From the implementation above, you can see that the method getExternalAuthorizedUser() is used to get the authentication information from the request. If it finds the authentication information, it will return the user ID accordingly. If the attribute is not in the session, then NULL will be returned, and JReport will not qualify the request. When NULL is returned, another method handleUnAuthenticatedRequst() is called. In this sample, the method handleUnAuthenticatedRequst() returns a different website, and false is returned to prevent the login dialog to be displayed.

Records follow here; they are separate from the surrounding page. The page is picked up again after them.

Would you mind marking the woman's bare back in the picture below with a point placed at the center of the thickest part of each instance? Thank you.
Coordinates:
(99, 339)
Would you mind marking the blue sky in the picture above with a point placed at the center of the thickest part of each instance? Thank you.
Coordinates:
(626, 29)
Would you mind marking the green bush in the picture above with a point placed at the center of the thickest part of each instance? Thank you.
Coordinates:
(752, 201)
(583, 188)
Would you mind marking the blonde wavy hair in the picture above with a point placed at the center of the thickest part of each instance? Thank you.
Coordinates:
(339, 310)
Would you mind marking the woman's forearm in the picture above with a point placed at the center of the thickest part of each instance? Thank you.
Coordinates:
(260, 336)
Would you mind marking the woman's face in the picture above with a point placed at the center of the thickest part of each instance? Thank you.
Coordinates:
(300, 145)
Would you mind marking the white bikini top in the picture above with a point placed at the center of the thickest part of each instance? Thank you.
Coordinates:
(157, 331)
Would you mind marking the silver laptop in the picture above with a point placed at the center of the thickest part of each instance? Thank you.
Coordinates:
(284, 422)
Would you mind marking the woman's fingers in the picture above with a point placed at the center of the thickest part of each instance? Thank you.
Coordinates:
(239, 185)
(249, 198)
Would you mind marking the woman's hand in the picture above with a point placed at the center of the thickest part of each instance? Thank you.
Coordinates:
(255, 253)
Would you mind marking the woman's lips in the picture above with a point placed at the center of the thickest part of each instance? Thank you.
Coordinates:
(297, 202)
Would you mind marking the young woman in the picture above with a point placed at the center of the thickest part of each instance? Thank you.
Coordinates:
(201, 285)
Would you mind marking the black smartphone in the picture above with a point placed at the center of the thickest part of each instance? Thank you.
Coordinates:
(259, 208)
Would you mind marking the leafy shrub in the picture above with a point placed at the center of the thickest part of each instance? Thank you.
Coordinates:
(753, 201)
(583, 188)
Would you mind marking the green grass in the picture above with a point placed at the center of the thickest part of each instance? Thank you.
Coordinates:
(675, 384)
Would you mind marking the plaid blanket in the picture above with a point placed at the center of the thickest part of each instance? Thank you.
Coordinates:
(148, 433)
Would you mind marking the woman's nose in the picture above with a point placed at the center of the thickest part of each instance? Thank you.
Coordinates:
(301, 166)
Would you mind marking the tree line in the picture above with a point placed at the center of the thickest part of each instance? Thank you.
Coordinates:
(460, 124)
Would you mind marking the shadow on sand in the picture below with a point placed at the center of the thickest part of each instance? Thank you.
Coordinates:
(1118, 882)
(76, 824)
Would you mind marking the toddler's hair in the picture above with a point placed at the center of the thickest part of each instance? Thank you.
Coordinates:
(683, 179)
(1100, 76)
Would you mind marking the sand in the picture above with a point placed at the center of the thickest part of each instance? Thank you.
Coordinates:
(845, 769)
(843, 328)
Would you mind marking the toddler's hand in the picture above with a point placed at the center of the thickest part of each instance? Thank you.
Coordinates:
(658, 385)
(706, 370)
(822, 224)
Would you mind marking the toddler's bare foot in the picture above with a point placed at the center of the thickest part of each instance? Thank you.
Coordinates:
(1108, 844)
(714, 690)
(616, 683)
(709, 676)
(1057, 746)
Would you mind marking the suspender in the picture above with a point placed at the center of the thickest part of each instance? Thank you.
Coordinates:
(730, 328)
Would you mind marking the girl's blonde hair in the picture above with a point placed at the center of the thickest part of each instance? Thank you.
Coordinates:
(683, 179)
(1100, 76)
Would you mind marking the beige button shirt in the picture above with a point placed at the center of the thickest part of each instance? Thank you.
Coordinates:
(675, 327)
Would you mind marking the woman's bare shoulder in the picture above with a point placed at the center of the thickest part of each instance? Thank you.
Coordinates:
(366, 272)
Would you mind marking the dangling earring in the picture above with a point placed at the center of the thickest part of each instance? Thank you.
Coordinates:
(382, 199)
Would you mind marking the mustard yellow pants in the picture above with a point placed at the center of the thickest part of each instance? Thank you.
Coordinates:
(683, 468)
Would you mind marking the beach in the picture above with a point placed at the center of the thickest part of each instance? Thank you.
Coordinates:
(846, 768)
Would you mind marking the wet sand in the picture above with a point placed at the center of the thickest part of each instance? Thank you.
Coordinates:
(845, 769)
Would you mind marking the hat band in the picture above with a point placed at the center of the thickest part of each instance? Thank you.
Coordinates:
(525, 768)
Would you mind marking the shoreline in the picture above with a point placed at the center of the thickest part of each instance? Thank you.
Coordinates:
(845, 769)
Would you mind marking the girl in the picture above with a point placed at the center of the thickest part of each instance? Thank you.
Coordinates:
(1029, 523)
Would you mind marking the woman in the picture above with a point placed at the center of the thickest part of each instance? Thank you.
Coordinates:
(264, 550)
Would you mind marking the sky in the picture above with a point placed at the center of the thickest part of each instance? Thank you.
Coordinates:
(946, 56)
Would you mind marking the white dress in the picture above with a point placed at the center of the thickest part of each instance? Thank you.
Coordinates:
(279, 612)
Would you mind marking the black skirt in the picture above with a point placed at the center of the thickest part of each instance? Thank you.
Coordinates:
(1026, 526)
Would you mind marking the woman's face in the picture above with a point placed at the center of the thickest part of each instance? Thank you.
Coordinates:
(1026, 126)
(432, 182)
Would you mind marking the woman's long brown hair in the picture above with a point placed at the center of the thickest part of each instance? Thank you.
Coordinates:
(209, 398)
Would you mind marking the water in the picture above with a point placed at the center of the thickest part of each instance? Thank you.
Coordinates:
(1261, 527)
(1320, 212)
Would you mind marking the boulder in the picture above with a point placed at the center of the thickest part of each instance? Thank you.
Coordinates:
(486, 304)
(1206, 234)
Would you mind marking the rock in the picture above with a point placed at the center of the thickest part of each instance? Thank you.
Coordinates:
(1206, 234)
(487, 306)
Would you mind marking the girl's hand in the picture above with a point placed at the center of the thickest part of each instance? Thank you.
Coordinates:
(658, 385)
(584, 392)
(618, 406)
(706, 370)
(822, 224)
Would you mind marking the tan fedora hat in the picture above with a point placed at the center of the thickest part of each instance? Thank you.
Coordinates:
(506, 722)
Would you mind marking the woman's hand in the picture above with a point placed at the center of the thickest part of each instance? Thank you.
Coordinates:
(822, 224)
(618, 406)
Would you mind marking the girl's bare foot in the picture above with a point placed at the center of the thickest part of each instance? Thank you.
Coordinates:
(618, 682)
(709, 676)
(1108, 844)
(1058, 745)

Once the user ID is returned by the External Authorized instance, it will be passed to the Authentication Provider via RMI methods to the remote JReport Enterprise Server instance to check if the User ID is valid or not. Here is the way this authenticator provider interface has been implemented:

public class DemoAuthenticationProvider implements AuthenticationProvider {
public boolean isValidUser(String realmName, String userName, String password) 
{
return true;
} 
public boolean isAdminUser(String realmName, String userName) 
{
if (userName.equals("admin")) 
{
return true;
}
return false;
} 
public String changePassword
(String realmName, String implUserName, String userName, String oldPwd, String newPwd) 
{
return null;
}
}

The above implementation assumes that every user ID is valid, and only the user "admin" is the valid admin user. It works without security problems since the customer's end user will not be able to connect to the stand-alone server directly.